In a paper on "The Potential Uses of Hypnosis in Interrogation," Orne noted that hypnosis has gained the reputation of an "almost magical means of influencing others, curative, mystical, bordering on the supernatural." He addressed himself specifically to the problem of using hypnosis in interrogation - which could include use by the police, on captured espionage agents, on soldiers captured in warfare - and noted that "the initial problem in utilizing hypnosis for interrogation is to induce trance." Dr. Orne added:

"It is to be expected that if the subject wishes to withhold information, he will not wish to enter hypnosis. Therefore, hypnosis must either be induced against the subject's will or without his awareness. A common conception of hypnosis holds that it may be induced without any prior relationship between subject and hypnotist and regardless of the subject's need in the situation, with only the hypnotist suddenly gazing at his victim and commanding him to fall asleep. A motivational view of hypnosis would hold that trance induction depends upon the subject's needs of the moment and his expectation that the hypnotic relationship is to fulfill them. "

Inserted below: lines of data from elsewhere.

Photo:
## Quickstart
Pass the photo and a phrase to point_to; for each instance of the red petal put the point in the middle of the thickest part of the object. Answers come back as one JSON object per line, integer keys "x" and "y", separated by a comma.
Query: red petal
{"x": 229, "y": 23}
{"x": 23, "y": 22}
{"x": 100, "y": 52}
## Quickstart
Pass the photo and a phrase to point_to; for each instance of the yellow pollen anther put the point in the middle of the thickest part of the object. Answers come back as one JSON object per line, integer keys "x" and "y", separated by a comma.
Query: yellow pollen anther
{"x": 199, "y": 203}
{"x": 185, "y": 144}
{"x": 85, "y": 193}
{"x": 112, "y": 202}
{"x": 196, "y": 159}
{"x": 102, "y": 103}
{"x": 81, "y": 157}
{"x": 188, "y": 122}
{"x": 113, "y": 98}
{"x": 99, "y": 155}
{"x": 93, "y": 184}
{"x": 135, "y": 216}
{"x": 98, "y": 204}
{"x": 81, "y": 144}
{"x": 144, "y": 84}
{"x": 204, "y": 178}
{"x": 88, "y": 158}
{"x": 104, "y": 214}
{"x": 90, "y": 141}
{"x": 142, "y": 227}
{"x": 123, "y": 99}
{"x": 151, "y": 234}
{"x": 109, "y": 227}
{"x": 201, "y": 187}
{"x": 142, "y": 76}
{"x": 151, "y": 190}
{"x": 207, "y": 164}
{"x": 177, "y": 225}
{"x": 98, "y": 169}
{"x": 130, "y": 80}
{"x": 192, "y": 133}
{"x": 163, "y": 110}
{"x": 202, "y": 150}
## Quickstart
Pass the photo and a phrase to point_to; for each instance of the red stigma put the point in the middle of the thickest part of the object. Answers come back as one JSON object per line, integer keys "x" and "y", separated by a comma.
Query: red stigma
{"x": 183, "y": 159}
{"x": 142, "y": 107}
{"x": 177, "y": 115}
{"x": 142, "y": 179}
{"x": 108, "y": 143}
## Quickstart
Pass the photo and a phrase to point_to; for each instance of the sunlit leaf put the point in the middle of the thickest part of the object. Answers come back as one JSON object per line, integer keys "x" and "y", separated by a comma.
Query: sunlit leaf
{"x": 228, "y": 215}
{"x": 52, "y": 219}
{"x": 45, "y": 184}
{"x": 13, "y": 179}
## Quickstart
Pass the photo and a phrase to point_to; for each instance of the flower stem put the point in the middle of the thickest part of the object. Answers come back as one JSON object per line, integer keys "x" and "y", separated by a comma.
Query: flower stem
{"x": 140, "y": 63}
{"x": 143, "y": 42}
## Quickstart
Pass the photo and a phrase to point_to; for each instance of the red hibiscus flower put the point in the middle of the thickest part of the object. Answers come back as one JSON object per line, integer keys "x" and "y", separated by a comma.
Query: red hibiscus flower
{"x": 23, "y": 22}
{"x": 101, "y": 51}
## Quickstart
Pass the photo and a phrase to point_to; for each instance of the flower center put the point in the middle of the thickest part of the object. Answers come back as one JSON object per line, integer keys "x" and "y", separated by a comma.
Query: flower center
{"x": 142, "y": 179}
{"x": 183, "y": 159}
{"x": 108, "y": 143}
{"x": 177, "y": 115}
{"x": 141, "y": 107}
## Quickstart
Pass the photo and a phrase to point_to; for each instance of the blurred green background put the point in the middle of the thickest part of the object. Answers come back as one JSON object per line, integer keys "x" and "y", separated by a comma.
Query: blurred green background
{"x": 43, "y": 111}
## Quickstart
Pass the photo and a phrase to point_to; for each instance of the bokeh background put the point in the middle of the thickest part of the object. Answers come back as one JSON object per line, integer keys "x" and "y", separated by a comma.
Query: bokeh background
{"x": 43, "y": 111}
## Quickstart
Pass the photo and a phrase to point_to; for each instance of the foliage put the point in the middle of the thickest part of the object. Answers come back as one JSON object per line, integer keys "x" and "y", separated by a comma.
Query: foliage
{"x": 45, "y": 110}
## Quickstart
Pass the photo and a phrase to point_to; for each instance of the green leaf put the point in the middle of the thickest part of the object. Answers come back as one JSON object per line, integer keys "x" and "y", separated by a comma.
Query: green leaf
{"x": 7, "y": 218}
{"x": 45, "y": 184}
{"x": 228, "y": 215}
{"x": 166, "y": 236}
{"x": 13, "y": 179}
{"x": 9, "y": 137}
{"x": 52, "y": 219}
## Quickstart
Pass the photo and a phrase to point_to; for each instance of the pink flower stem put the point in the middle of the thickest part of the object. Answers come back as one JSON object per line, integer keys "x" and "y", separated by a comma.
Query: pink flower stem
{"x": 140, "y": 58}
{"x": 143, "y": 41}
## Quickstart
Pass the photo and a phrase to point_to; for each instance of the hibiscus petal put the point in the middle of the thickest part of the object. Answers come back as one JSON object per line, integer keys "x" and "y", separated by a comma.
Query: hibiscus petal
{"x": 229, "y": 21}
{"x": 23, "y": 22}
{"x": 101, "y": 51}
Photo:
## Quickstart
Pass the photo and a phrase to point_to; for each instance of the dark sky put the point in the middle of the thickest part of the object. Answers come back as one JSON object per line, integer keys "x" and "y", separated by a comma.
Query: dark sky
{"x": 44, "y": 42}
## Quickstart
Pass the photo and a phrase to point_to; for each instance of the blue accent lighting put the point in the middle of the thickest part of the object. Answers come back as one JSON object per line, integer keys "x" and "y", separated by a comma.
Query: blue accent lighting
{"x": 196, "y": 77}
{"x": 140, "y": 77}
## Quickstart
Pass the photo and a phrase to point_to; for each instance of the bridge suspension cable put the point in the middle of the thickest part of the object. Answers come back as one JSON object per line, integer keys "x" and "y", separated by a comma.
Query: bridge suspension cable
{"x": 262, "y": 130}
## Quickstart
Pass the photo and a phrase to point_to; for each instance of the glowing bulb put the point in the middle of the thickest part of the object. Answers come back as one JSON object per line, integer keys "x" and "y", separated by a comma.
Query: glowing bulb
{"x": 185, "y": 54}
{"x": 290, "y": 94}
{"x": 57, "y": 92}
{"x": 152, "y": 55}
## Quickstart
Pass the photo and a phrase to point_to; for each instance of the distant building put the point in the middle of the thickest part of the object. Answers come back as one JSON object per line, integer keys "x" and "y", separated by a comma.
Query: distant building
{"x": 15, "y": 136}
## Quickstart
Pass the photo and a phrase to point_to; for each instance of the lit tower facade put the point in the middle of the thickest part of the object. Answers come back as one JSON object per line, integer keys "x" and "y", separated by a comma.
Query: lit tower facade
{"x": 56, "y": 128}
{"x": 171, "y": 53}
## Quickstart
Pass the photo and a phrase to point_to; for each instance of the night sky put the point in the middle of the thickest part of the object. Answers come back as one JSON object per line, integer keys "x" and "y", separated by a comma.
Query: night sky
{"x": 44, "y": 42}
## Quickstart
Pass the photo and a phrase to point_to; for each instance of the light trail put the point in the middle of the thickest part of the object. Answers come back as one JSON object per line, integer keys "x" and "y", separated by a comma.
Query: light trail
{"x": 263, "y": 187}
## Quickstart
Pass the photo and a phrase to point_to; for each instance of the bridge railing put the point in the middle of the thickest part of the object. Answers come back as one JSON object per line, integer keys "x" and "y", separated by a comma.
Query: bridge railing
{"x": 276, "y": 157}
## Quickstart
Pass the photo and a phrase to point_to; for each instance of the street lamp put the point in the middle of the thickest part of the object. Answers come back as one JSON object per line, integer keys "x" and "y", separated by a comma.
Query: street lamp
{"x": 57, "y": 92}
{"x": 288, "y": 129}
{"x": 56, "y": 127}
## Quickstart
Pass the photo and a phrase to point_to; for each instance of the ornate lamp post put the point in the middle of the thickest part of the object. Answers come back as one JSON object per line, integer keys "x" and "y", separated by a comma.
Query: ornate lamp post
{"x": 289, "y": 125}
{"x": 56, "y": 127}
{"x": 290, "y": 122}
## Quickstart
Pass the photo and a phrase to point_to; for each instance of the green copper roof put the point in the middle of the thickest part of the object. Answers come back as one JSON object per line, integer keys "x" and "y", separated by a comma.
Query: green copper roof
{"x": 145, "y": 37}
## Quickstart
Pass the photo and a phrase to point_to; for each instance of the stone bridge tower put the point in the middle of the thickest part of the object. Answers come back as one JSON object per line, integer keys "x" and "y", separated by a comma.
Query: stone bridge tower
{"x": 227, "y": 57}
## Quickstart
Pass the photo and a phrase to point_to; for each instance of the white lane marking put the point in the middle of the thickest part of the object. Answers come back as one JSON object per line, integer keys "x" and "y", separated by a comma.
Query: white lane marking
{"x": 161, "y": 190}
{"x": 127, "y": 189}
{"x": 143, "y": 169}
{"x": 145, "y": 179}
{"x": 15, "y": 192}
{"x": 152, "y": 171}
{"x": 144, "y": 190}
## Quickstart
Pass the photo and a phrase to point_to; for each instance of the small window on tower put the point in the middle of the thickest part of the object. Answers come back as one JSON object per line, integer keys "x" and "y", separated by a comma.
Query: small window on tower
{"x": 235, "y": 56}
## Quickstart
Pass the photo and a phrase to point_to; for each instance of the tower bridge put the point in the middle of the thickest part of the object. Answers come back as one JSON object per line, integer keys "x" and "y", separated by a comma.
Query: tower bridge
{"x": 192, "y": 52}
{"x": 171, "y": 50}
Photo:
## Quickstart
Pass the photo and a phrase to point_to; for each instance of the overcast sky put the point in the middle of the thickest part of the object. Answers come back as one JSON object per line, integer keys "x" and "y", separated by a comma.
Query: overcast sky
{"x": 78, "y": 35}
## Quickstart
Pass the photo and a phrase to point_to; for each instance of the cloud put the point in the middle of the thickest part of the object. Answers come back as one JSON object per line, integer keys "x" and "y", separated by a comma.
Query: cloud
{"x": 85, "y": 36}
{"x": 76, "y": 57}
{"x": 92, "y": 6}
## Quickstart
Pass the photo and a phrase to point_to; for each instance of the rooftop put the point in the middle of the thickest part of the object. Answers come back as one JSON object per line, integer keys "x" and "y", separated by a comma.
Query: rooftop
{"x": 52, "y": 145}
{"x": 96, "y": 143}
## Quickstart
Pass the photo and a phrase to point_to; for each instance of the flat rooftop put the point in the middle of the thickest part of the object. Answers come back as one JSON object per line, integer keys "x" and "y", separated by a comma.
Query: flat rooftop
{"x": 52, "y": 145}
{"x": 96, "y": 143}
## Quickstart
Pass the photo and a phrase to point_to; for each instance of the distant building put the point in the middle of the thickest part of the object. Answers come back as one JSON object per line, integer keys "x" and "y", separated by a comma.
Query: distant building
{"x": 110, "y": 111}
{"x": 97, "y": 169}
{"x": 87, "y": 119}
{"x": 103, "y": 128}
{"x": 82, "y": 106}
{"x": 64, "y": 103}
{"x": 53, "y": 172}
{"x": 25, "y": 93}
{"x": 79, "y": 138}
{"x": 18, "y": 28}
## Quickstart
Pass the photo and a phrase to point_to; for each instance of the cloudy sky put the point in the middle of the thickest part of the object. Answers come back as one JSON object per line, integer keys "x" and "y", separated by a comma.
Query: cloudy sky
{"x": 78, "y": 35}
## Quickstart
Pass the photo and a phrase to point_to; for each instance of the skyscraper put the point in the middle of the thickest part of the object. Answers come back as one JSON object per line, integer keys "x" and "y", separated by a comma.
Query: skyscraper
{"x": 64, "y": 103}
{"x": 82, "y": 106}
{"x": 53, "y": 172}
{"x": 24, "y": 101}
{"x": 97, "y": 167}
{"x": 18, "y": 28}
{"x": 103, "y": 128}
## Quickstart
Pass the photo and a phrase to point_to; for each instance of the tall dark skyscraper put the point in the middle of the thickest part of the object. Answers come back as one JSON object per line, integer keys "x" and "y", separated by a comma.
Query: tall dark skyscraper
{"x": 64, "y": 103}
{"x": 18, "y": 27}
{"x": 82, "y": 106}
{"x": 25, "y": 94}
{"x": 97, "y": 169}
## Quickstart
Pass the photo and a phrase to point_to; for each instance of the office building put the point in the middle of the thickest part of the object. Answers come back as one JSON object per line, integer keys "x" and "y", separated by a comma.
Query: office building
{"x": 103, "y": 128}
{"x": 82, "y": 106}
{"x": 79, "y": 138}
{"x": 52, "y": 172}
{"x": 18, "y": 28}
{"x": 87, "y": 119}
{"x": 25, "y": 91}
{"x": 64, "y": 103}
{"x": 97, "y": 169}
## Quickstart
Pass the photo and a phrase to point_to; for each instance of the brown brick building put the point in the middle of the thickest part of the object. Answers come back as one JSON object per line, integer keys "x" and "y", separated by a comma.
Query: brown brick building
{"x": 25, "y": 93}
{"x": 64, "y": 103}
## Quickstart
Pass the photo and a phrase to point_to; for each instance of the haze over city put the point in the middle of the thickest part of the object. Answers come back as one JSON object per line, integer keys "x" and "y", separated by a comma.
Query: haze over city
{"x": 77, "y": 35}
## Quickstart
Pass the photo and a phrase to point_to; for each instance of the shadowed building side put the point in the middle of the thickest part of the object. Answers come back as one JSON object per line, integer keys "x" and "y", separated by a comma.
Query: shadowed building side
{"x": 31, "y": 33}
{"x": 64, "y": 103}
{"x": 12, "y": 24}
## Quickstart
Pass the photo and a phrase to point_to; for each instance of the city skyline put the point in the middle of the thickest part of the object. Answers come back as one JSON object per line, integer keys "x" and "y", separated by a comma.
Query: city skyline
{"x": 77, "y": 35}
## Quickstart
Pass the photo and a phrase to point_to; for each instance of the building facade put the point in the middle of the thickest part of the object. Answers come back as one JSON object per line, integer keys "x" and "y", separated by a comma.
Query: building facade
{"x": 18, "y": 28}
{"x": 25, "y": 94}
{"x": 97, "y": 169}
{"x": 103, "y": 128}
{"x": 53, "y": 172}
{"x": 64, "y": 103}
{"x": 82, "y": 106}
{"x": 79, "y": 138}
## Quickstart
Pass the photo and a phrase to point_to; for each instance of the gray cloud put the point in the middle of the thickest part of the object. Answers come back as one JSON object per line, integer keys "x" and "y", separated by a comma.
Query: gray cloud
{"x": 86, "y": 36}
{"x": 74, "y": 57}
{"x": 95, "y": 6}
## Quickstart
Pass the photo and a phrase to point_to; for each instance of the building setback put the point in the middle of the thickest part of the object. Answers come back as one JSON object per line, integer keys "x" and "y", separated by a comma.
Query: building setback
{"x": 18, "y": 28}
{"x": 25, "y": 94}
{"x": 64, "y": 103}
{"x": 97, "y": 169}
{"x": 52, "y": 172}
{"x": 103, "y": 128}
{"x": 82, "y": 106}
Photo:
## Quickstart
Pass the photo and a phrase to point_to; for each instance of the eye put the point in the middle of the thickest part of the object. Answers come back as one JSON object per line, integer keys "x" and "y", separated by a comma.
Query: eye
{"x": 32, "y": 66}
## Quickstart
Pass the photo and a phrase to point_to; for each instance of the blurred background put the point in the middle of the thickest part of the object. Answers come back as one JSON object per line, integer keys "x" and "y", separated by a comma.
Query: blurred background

Basing his views on personal experiences as a hypnotist, and drawing on the fairly extensive literature on the subject, Dr. Orne concluded that, "despite many apparent indications that hypnosis can be induced without the subject's knowledge or consent, all these situations seem to depend upon a positive relationship between subject and hypnotist."

 That conclusion contrasts with Platonov's observation that he was able to induce hypnotic sleep while his subject was quite unaware of his attempt.